I've been testing joining videos together with two videos, the first one having an audio track with 22050 Hz 2 channels format, the second one having an audio track with 24000 Hz 1 channel format. Since my decoder just outputs 44100 Hz 2 channels raw audio for the first video and 48000 Hz 2 channels raw audio for the second one, I resampled the ByteBuffers that the second video's decoder outputs from 48000 Hz down to 44100 Hz using this method:

private byte[] minorDownsamplingFrom48kTo44k(byte[] origByteArray)
{
    int origLength = origByteArray.length;
    int moddedLength = origLength * 147/160;
    //int moddedLength = 187*36;
    int delta = origLength - moddedLength;
    byte[] resultByteArray = new byte[moddedLength];
    int arrayIndex = 0;
    for(int i = 0; i < origLength; i+=44)
    {
        for(int j = i; j < (i+40 > origLength ? origLength : i + 40); j++)
        {
            resultByteArray[arrayIndex] = origByteArray[j];
            arrayIndex++;
        }
        //Log.i("array_iter", i+" "+arrayIndex);
    }
    //smoothArray(resultByteArray, 3);
    return resultByteArray;
}

However, in the output video file, the video plays at a slower speed upon reaching the second video with the downsampled audio track. The pitch is the same and the noise is gone, but the audio samples just play slower.
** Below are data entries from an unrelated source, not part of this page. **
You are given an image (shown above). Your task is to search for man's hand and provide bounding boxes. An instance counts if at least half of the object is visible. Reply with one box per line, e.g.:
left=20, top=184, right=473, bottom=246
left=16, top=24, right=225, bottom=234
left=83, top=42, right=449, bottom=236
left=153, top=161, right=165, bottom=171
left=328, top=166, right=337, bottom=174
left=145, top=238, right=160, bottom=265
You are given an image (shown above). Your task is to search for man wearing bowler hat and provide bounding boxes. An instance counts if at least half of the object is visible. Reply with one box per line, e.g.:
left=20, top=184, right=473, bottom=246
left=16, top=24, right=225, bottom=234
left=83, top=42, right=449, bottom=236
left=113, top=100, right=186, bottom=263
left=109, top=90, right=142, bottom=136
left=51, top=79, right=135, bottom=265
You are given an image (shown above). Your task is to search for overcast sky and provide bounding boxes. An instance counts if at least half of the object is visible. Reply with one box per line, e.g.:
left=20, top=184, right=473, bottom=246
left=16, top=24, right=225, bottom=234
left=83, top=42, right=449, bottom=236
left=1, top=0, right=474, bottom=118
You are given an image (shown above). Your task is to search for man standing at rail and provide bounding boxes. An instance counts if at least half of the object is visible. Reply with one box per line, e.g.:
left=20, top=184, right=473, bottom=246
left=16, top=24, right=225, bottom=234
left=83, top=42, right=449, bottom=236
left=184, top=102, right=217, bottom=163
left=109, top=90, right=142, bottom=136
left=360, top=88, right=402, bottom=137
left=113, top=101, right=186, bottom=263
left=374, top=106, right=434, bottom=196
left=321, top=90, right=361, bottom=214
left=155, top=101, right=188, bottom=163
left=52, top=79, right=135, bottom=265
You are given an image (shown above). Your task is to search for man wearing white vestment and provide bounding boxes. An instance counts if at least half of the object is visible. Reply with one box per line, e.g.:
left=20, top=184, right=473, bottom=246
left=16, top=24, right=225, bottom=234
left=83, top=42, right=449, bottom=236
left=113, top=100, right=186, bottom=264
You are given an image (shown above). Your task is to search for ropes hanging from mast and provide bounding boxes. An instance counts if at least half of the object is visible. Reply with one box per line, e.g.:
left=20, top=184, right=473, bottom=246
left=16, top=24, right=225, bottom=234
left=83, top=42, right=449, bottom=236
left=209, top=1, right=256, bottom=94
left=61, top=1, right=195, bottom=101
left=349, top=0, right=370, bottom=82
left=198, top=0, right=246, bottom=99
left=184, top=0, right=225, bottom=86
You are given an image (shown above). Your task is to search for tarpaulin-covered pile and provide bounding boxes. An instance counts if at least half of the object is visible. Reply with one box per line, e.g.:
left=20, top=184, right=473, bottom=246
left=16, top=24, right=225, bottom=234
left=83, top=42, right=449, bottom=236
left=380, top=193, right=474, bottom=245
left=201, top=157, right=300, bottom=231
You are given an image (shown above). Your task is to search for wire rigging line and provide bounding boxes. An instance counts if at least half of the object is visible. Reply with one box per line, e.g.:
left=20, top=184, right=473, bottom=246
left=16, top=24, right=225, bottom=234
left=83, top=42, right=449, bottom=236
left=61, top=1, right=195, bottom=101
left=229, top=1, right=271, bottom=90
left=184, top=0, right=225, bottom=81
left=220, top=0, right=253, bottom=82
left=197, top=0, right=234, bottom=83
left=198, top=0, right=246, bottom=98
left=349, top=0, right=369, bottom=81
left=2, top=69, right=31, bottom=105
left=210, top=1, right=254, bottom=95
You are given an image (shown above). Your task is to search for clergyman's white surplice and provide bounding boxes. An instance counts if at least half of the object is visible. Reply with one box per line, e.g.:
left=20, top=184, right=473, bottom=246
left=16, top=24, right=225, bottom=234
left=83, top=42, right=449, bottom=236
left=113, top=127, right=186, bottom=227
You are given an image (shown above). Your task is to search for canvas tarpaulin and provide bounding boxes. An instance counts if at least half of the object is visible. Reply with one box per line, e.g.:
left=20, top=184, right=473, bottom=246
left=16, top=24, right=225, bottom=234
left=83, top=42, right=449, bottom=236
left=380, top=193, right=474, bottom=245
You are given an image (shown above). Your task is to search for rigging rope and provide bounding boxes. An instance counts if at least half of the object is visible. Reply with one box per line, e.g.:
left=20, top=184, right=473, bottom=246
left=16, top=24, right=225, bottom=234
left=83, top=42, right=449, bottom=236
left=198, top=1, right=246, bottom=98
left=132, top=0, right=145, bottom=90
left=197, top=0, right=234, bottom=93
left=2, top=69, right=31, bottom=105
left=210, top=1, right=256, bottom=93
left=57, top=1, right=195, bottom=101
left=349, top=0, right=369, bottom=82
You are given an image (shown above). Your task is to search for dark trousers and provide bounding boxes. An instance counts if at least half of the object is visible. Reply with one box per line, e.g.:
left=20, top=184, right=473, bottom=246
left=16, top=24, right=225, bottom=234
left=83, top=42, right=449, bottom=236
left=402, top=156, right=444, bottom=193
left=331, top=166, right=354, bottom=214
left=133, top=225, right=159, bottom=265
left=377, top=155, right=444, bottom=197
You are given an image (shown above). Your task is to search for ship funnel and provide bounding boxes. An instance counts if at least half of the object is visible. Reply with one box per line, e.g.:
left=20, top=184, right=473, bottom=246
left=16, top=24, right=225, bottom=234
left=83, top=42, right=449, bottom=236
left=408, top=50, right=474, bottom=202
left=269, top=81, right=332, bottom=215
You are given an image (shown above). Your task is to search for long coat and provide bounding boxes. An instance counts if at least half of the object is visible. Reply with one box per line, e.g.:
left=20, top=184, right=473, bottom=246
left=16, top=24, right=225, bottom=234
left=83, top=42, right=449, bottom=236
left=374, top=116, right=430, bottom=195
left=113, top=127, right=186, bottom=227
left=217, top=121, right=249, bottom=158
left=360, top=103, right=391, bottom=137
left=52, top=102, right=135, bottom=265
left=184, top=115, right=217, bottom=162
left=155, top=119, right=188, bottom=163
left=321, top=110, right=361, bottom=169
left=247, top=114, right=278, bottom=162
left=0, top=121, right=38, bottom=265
My output format is actually 22050 Hz 2 channels, following the first video.

EDIT: It's as if the player still plays the audio as if it has a sample rate of 48000 Hz even after it's downsampled to 44100 Hz.

My questions:

  1. How do I mitigate this problem? Because I don't think changing the timestamps works in this case. I just use the decoder-provided timestamps with some offset based on the first video's last timestamp.
  2. Is the issue related to the CSD-0 ByteBuffers?
  3. If MediaCodec has the option of changing the video bitrate on the fly, would a new feature of changing the audio sample rate or channel count on the fly be feasible?
1

1 Answers

0
votes

Turns out it was something as simple as limiting the size of my ByteBuffers.

The decoder outputs 8192 bytes (2048 samples).

After downsampling, the data becomes 7524 bytes (1881 samples) - originally 7526 bytes but that amounts to 1881.5 samples, so I rounded it down.

The prime mistake was in this code where I have to bring the sample rate close to the original:

byte[] finalByteBufferContent = new byte[size / 2]; //here

for (int i = 0; i < bufferSize; i += 2) {
    if ((i + 1) * ((int) samplingFactor) > testBufferContents.length) {
        finalByteBufferContent[i] = 0;
        finalByteBufferContent[i + 1] = 0;
    } else {
        finalByteBufferContent[i] = testBufferContents[i * ((int) samplingFactor)];
        finalByteBufferContent[i + 1] = testBufferContents[i * ((int) samplingFactor) + 1];
    }
}

bufferSize = finalByteBufferContent.length;

Where size is the decoder output ByteBuffer's length and testBufferContents is the byte array I use to modify its contents (and is the one that was downsampled to 7524 bytes).

The resulting byte array's length was still 4096 bytes instead of 3762 bytes.

Changing new byte[size / 2] to new byte[testBufferContents.length / 2] resolved that problem.